Brent crude futures rose by 29 cents, equivalent to an increase of 0.47%, to record $62.20 per barrel. Meanwhile, U.S. West Texas Intermediate futures increased by 31 cents, or 0.53%, to reach $58.58 per barrel.
These slight increases came after both crude benchmarks touched their lowest levels since early May, primarily affected by escalating trade tensions between the United States and China.
In a separate development, U.S. President Donald Trump announced that Indian Prime Minister Narendra Modi pledged to halt his country's purchases of Russian oil, which constitutes nearly a third of India's crude imports.
In a practical indication, three informed sources told "Reuters" that some Indian refining companies have begun to gradually prepare to reduce their imports of Russian oil over the coming weeks.
Tony Sycamore, a market analyst at "A.J. Bell", commented on this development, saying: "This step is positive for oil prices, as it would reduce supply if India indeed stops buying Russian crude."
For its part, the Indian government, in a statement issued on Thursday, emphasized that New Delhi's priority remains ensuring energy price stability and supply availability, without directly mentioning President Trump's remarks.
On the other hand, Russia expressed confidence in the continuation of its strategic partnership with India in the energy sector, despite Western pressures and imposed sanctions.
These statements coincide with ongoing Ukrainian attacks on Russian refineries, causing disruptions in the supply of petroleum products.

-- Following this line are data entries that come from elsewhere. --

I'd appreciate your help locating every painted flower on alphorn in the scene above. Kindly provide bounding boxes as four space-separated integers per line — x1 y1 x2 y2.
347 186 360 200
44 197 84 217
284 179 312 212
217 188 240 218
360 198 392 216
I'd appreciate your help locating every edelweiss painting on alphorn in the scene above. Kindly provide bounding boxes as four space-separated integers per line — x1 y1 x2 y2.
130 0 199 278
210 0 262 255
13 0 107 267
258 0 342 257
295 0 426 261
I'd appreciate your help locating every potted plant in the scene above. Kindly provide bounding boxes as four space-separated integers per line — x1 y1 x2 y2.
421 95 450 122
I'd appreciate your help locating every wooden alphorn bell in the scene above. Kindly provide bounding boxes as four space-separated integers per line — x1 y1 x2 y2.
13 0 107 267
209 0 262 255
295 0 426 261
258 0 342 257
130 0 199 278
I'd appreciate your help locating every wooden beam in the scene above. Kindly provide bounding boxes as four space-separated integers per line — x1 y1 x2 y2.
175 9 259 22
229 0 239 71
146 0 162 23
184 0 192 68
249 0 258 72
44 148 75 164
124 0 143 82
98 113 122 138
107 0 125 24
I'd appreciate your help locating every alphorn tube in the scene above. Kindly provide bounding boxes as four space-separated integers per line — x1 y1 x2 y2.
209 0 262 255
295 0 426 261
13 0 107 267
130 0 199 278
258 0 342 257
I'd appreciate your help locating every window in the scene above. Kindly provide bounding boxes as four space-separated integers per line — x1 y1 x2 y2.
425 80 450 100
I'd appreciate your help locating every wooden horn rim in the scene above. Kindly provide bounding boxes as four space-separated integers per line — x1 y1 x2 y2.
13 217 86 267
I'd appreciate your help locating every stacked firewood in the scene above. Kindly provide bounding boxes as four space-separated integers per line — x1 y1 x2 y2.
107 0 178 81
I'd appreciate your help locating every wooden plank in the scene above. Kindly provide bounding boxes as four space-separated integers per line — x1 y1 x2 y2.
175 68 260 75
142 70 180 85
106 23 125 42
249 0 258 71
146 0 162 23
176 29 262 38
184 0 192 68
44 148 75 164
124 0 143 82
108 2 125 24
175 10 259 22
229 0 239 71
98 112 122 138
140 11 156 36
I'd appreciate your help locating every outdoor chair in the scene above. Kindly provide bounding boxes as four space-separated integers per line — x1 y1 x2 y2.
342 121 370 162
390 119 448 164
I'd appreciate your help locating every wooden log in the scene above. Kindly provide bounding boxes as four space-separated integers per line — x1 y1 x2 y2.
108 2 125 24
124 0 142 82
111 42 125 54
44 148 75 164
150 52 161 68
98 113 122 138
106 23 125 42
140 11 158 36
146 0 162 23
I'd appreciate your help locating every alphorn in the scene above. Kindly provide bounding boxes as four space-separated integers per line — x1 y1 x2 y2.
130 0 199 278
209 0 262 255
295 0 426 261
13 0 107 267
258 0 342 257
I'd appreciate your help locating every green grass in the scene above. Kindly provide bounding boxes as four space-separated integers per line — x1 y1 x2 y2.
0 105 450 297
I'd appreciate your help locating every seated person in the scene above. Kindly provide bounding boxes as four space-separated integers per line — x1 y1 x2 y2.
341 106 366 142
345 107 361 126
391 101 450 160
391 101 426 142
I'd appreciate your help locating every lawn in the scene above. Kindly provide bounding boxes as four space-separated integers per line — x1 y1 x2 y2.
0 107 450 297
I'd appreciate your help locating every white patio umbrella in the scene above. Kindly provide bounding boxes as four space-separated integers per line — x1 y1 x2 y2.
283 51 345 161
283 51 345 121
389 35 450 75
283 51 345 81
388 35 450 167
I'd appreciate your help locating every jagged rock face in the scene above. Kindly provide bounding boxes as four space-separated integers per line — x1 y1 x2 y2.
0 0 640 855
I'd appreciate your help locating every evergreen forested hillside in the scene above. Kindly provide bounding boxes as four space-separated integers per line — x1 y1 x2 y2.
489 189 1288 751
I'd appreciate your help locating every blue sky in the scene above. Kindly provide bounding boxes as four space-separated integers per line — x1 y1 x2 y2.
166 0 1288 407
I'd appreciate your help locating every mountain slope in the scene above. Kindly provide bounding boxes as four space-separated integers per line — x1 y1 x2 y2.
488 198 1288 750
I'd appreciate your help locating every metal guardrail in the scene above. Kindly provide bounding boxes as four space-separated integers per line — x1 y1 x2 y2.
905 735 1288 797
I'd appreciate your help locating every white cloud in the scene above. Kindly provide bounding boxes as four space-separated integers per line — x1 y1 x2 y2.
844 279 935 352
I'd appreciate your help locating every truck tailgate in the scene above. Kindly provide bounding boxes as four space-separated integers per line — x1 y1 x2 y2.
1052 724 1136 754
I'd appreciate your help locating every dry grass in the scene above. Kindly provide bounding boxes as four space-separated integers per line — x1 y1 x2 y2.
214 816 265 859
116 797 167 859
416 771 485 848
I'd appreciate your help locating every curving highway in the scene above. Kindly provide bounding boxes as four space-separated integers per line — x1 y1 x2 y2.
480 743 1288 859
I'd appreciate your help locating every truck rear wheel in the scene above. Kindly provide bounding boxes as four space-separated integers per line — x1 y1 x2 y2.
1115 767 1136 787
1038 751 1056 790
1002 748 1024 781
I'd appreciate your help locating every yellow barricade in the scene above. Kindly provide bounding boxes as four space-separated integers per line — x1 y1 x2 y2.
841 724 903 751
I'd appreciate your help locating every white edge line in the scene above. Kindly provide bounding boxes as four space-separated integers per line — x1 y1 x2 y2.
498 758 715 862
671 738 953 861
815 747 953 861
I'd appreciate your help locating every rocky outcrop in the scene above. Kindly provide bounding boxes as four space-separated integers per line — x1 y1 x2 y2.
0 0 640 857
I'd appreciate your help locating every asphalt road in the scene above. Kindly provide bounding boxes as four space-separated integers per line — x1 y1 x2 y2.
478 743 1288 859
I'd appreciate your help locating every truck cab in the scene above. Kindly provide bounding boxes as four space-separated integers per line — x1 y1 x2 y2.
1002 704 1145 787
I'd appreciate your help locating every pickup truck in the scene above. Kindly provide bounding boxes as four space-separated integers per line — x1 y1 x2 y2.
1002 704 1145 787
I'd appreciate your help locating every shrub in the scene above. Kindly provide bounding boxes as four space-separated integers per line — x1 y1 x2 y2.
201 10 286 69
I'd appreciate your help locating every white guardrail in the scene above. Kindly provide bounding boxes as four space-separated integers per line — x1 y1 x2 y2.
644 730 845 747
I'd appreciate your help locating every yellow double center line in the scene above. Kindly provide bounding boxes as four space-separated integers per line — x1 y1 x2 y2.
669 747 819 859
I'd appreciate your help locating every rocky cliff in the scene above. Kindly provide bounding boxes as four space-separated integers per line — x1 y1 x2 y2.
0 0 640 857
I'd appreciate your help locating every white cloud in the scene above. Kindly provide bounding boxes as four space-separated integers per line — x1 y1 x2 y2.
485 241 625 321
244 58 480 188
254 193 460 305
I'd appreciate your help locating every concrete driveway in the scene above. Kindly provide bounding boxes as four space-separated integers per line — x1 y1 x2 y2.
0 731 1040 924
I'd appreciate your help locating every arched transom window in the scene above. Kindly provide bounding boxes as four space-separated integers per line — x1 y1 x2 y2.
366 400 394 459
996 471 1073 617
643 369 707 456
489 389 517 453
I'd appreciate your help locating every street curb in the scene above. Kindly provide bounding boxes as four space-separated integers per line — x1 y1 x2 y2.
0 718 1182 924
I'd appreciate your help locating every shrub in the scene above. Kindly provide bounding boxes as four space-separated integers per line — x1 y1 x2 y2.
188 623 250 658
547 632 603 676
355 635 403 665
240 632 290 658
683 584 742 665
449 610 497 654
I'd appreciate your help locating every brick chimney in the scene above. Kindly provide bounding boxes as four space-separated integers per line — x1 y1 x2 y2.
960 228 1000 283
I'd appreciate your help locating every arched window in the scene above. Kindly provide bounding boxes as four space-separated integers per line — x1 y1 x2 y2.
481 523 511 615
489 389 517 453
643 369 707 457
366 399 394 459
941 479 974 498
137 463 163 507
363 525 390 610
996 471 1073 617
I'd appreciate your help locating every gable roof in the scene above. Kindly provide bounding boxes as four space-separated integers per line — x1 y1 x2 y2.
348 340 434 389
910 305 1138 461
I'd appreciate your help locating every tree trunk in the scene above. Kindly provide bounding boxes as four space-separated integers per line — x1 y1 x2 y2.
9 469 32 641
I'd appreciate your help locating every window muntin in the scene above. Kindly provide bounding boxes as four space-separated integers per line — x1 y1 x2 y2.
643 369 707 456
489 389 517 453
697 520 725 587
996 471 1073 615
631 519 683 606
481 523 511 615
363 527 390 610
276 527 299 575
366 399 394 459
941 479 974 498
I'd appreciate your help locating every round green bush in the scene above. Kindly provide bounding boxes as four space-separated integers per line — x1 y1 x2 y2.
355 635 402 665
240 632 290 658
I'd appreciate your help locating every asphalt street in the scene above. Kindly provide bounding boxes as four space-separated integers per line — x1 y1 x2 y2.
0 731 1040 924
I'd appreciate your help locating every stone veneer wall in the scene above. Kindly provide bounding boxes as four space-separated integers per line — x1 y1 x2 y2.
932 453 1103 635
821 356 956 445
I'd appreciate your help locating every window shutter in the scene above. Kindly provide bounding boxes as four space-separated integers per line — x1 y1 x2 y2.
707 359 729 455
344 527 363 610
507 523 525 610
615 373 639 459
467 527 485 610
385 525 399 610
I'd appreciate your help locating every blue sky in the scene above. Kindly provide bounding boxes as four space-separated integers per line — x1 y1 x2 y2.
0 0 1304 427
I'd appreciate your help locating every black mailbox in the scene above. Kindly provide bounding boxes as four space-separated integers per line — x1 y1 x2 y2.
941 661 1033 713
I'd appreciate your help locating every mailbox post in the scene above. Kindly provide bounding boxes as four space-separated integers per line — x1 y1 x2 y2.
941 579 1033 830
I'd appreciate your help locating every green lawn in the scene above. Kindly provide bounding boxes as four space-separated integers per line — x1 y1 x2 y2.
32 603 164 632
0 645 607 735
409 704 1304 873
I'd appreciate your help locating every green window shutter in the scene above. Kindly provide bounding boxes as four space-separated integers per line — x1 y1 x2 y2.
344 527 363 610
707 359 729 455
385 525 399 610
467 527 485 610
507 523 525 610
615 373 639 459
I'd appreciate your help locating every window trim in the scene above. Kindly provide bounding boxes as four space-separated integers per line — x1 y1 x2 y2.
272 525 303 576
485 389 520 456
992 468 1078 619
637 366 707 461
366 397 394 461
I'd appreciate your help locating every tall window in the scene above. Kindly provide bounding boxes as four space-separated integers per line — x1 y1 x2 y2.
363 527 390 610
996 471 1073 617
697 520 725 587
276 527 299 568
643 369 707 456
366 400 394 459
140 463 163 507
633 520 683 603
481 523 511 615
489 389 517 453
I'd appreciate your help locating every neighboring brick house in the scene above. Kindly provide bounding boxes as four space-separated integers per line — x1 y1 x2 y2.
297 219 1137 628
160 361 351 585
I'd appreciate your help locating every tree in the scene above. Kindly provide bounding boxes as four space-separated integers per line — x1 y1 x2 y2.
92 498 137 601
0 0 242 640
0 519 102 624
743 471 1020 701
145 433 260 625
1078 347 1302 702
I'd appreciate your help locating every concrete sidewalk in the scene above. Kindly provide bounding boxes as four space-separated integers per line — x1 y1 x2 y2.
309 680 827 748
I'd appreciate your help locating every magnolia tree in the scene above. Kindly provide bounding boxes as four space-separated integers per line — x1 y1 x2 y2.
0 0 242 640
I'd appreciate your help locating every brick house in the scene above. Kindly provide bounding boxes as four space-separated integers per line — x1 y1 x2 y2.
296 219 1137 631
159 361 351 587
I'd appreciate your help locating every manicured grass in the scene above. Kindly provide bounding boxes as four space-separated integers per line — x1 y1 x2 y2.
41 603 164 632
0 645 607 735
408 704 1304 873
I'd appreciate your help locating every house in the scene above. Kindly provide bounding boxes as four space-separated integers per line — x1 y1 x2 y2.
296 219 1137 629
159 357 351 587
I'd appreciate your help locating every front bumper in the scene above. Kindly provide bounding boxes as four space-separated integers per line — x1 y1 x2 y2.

The Russian Energy Minister announced that the country has postponed maintenance work at some refineries to meet market needs, following an attack on the Saratov refinery during the night.
Tamas Varga, an analyst at "PVM", explained that "the reduction of Russian crude and petroleum product supplies is likely to provide support to the market and is expected to form a barrier against prices falling below their low levels this year at $58.40 per barrel."
In a related context, U.S. Treasury Secretary Scott Pessen revealed that he informed his Japanese counterpart Katsunobu Kato of Washington's expectations that Tokyo would halt imports of Russian energy products, although Japan is not a major importer of Russian crude.
The British government also imposed a new package of sanctions targeting the Russian companies "Rosneft" and "Lukoil", along with several oil storage facilities and the "Shandong Yulong" refinery in China and 44 tankers used in what is known as the "shadow fleet" for transporting Russian oil, in addition to the Russian-owned "Nayara" energy company in India.